[LeetCode] 2095. Delete the Middle Node of a Linked List

1. Question

You are given the head of a linked list. Delete the middle node, and return the head of the modified linked list.

The middle node of a linked list of size n is the ⌊n / 2⌋th node from the start using 0-based indexing, where ⌊x⌋ denotes the largest integer less than or equal to x.

For n = 1, 2, 3, 4, and 5, the middle nodes are 0, 1, 1, 2, and 2, respectively.

Example 1:

Input: head = [1,3,4,7,1,2,6]
Output: [1,3,4,1,2,6]
Explanation:
The above figure represents the given linked list. The indices of the nodes are written below.
Since n = 7, node 3 with value 7 is the middle node, which is marked in red.
We return the new list after removing this node. 

Example 2:

Input: head = [1,2,3,4]
Output: [1,2,4]
Explanation:
The above figure represents the given linked list.
For n = 4, node 2 with value 3 is the middle node, which is marked in red.

Example 3:

Input: head = [2,1]
Output: [2]
Explanation:
The above figure represents the given linked list.
For n = 2, node 1 with value 1 is the middle node, which is marked in red.
Node 0 with value 2 is the only node remaining after removing node 1.

2. Thoughts

3. Tips learned

4. My solution

class Solution:
    def deleteMiddle(self, head: Optional[ListNode]) -> Optional[ListNode]:
        length = 1
        node = head
        while node.next != None:
            length += 1
            node = node.next

        if length == 1:
            return ListNode(val="", next=None)

        node = head
        for i in range(int(length / 2) - 1):
            node = node.next

        node.next = node.next.next

        return head

70/70 cases passed (1305 ms)
Your runtime beats 33.94 % of python3 submissions
Your memory usage beats 14.6 % of python3 submissions (63 MB)

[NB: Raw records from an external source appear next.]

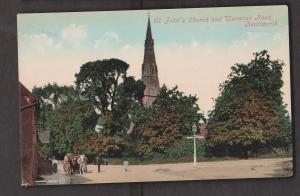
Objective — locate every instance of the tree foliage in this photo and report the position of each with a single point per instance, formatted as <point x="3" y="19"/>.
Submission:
<point x="66" y="116"/>
<point x="106" y="85"/>
<point x="169" y="118"/>
<point x="249" y="113"/>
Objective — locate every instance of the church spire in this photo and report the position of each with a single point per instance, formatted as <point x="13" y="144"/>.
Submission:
<point x="149" y="32"/>
<point x="149" y="69"/>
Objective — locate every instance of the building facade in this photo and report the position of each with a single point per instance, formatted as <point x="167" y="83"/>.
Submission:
<point x="29" y="106"/>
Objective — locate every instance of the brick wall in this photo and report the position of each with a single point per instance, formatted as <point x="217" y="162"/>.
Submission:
<point x="28" y="115"/>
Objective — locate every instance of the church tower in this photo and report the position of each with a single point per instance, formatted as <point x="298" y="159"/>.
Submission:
<point x="149" y="69"/>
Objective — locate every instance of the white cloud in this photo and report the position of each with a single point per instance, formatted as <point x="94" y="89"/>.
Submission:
<point x="195" y="67"/>
<point x="74" y="34"/>
<point x="108" y="39"/>
<point x="42" y="43"/>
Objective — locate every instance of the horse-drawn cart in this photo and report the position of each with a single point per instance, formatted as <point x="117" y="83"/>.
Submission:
<point x="74" y="164"/>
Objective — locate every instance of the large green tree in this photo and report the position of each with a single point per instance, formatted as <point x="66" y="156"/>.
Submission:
<point x="170" y="117"/>
<point x="106" y="85"/>
<point x="249" y="113"/>
<point x="67" y="117"/>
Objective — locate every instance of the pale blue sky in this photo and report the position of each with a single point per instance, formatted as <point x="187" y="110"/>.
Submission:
<point x="195" y="56"/>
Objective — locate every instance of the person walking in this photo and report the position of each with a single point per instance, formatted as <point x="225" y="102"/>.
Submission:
<point x="98" y="162"/>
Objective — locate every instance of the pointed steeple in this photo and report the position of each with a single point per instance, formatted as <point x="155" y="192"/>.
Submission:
<point x="149" y="32"/>
<point x="149" y="69"/>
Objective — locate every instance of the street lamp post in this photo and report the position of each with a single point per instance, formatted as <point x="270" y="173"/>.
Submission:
<point x="194" y="129"/>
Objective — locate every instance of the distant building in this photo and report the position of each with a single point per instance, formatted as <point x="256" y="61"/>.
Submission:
<point x="149" y="70"/>
<point x="32" y="164"/>
<point x="29" y="106"/>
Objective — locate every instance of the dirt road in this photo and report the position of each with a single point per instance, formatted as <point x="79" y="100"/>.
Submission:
<point x="258" y="168"/>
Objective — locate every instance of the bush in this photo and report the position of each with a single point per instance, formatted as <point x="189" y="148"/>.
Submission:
<point x="185" y="147"/>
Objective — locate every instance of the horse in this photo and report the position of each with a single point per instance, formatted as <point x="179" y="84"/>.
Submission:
<point x="82" y="161"/>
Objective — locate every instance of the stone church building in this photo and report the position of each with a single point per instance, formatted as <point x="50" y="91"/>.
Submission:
<point x="149" y="69"/>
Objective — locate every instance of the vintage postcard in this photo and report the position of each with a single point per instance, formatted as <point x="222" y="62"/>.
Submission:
<point x="155" y="95"/>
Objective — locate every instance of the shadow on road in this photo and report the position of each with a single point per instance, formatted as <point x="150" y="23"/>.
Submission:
<point x="285" y="169"/>
<point x="78" y="179"/>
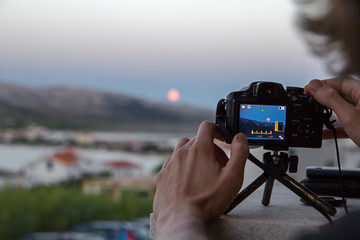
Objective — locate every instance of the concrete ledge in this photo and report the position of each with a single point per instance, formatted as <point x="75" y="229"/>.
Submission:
<point x="285" y="218"/>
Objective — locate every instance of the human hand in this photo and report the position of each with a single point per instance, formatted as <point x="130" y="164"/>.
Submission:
<point x="341" y="94"/>
<point x="197" y="183"/>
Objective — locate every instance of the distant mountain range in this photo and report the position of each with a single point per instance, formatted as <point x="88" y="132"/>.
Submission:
<point x="70" y="108"/>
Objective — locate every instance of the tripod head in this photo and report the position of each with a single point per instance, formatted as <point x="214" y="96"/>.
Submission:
<point x="281" y="160"/>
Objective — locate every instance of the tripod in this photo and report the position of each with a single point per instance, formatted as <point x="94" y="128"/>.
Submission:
<point x="275" y="166"/>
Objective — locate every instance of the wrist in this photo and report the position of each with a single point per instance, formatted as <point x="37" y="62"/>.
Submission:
<point x="180" y="223"/>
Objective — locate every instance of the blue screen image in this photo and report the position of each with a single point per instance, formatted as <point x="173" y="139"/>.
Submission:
<point x="263" y="122"/>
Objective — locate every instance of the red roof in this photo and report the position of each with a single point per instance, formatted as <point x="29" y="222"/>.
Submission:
<point x="122" y="164"/>
<point x="66" y="157"/>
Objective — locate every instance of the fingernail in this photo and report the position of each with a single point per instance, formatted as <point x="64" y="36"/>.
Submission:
<point x="315" y="85"/>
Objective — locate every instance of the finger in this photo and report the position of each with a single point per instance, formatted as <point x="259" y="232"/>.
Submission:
<point x="181" y="142"/>
<point x="166" y="162"/>
<point x="329" y="134"/>
<point x="239" y="153"/>
<point x="220" y="156"/>
<point x="207" y="132"/>
<point x="346" y="86"/>
<point x="330" y="98"/>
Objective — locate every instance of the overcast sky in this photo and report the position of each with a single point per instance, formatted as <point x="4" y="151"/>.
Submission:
<point x="204" y="48"/>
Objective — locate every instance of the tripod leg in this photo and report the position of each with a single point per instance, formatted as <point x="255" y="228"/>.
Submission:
<point x="307" y="194"/>
<point x="247" y="191"/>
<point x="267" y="191"/>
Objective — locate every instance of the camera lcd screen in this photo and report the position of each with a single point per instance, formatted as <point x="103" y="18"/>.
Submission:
<point x="263" y="122"/>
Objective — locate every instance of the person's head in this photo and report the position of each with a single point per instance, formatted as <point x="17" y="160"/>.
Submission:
<point x="333" y="31"/>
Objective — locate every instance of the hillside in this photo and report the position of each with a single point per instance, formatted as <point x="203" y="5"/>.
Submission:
<point x="70" y="108"/>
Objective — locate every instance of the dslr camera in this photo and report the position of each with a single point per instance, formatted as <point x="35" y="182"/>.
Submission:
<point x="272" y="117"/>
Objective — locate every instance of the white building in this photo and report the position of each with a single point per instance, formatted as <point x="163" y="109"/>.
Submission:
<point x="61" y="166"/>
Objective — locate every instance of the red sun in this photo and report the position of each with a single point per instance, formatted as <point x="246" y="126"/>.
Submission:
<point x="173" y="95"/>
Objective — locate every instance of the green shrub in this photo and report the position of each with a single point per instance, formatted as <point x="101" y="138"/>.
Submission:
<point x="59" y="208"/>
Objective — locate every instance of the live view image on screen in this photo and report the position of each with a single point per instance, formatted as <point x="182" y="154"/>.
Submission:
<point x="263" y="122"/>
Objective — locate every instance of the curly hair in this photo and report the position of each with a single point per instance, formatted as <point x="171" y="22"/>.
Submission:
<point x="334" y="34"/>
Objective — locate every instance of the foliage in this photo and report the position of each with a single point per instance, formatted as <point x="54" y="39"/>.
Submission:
<point x="60" y="208"/>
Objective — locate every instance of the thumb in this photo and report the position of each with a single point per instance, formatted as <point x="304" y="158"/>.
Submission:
<point x="330" y="98"/>
<point x="238" y="156"/>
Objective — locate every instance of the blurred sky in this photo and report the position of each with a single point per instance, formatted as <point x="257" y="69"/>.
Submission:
<point x="203" y="48"/>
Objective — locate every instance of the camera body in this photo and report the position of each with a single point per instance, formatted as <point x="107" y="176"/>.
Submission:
<point x="272" y="117"/>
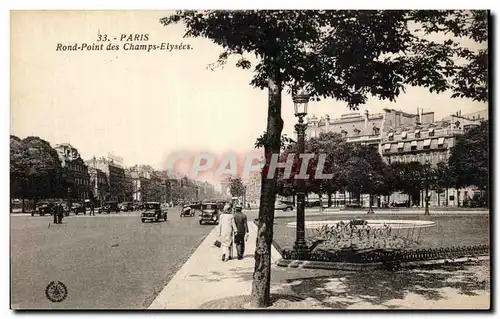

5. AI Solution and Improvements

Here's how you can implement this solution:

1. Initialize two pointers, slow and fast, at the head of the list.
2. Move fast two steps and slow one step at a time.
3. When fast reaches the end, slow will be at the node just before the middle.
4. Delete the next node of slow.

This approach is more efficient as it requires only one traversal of the list. Here's the code for this solution:

class Solution:
    def delete_middle(self, head: ListNode) -> ListNode:
        # Handle edge cases: empty list or single node list
        if not head or not head.next:
            return None

        # Initialize two pointers
        slow, fast = head, head.next.next

        # Traverse the list with the two-pointer approach
        while fast and fast.next:
            slow = slow.next
            fast = fast.next.next

        # Delete the middle node
        slow.next = slow.next.next

        return head

This code effectively finds and removes the middle node in a single pass, making it more efficient than the original approach.